Suren Baghdasaryan Jan. 18, 2023, 2:16 a.m. UTC | #2
On Tue, Jan 17, 2023 at 6:25 AM Michal Hocko <mhocko@suse.com> wrote:
>
> On Mon 09-01-23 12:53:04, Suren Baghdasaryan wrote:
> [...]
> >  void vm_area_free(struct vm_area_struct *vma)
> >  {
> >       free_anon_vma_name(vma);
> > +#ifdef CONFIG_PER_VMA_LOCK
> > +     call_rcu(&vma->vm_rcu, __vm_area_free);
> > +#else
> >       kmem_cache_free(vm_area_cachep, vma);
> > +#endif
>
> Is it safe to have vma with already freed vma_name? I suspect this is
> safe because of mmap_lock but is there any reason to split the freeing
> process and have this potential UAF lurking?

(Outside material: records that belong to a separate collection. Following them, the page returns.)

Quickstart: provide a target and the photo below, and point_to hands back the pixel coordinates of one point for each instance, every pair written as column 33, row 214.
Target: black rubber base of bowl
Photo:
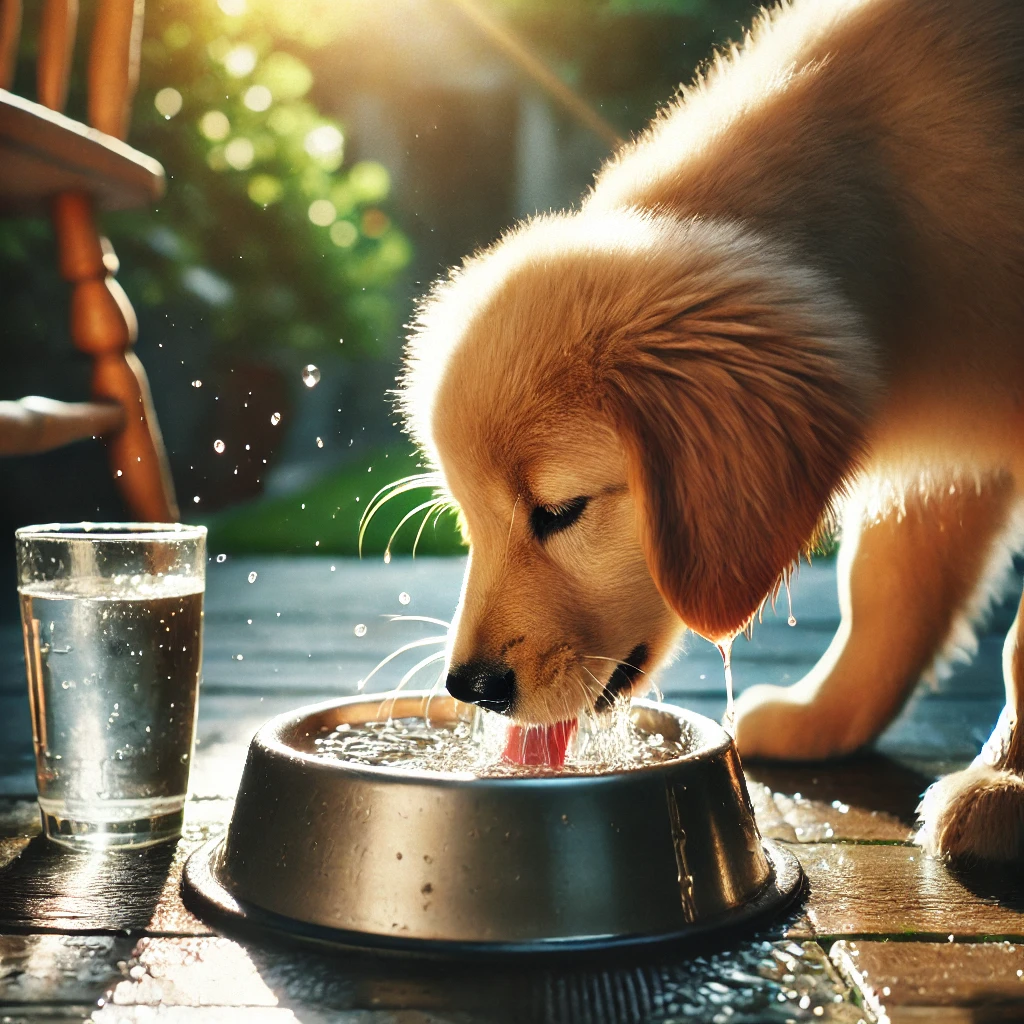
column 207, row 896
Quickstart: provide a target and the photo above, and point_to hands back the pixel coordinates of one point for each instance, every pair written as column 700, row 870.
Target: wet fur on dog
column 798, row 298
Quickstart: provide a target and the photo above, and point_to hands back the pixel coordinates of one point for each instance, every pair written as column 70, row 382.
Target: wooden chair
column 52, row 164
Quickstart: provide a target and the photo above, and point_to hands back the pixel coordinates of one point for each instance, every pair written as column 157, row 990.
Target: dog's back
column 883, row 138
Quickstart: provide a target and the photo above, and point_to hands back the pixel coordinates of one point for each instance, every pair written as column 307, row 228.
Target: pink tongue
column 540, row 744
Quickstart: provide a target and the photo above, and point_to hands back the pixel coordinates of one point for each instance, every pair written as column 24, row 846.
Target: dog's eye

It should be safe because VMA is either locked or has been isolated
while locked, so no page fault handlers should have access to it. But
you are right, moving free_anon_vma_name() into __vm_area_free() does
seem safer. Will make the change in the next rev.

>
> >  }
> >
> >  static void account_kernel_stack(struct task_struct *tsk, int account)
> > --
> > 2.39.0
>
> --
> Michal Hocko
> SUSE Labs
  

Patch

diff --git a/include/linux/mm_types.h b/include/linux/mm_types.h
index 4b6bce73fbb4..d5cdec1314fe 100644
--- a/include/linux/mm_types.h
+++ b/include/linux/mm_types.h
@@ -535,9 +535,16 @@  struct anon_vma_name {
 struct vm_area_struct {
 	/* The first cache line has the info for VMA tree walking. */
 
-	unsigned long vm_start;		/* Our start address within vm_mm. */
-	unsigned long vm_end;		/* The first byte after our end address
-					   within vm_mm. */
+	union {
+		struct {
+			/* VMA covers [vm_start; vm_end) addresses within mm */
+			unsigned long vm_start;
+			unsigned long vm_end;
+		};
+#ifdef CONFIG_PER_VMA_LOCK
+		struct rcu_head vm_rcu;	/* Used for deferred freeing. */
+#endif
+	};
 
 	struct mm_struct *vm_mm;	/* The address space we belong to. */
 
diff --git a/kernel/fork.c b/kernel/fork.c
index 58aab6c889a4..5986817f393c 100644
--- a/kernel/fork.c
+++ b/kernel/fork.c
@@ -479,10 +479,23 @@  struct vm_area_struct *vm_area_dup(struct vm_area_struct *orig)
 	return new;
 }
 
+#ifdef CONFIG_PER_VMA_LOCK
+static void __vm_area_free(struct rcu_head *head)
+{
+	struct vm_area_struct *vma = container_of(head, struct vm_area_struct,
+						  vm_rcu);
+	kmem_cache_free(vm_area_cachep, vma);
+}
+#endif
+
 void vm_area_free(struct vm_area_struct *vma)
 {
 	free_anon_vma_name(vma);
+#ifdef CONFIG_PER_VMA_LOCK
+	call_rcu(&vma->vm_rcu, __vm_area_free);
+#else
 	kmem_cache_free(vm_area_cachep, vma);
+#endif
 }
 
 static void account_kernel_stack(struct task_struct *tsk, int account)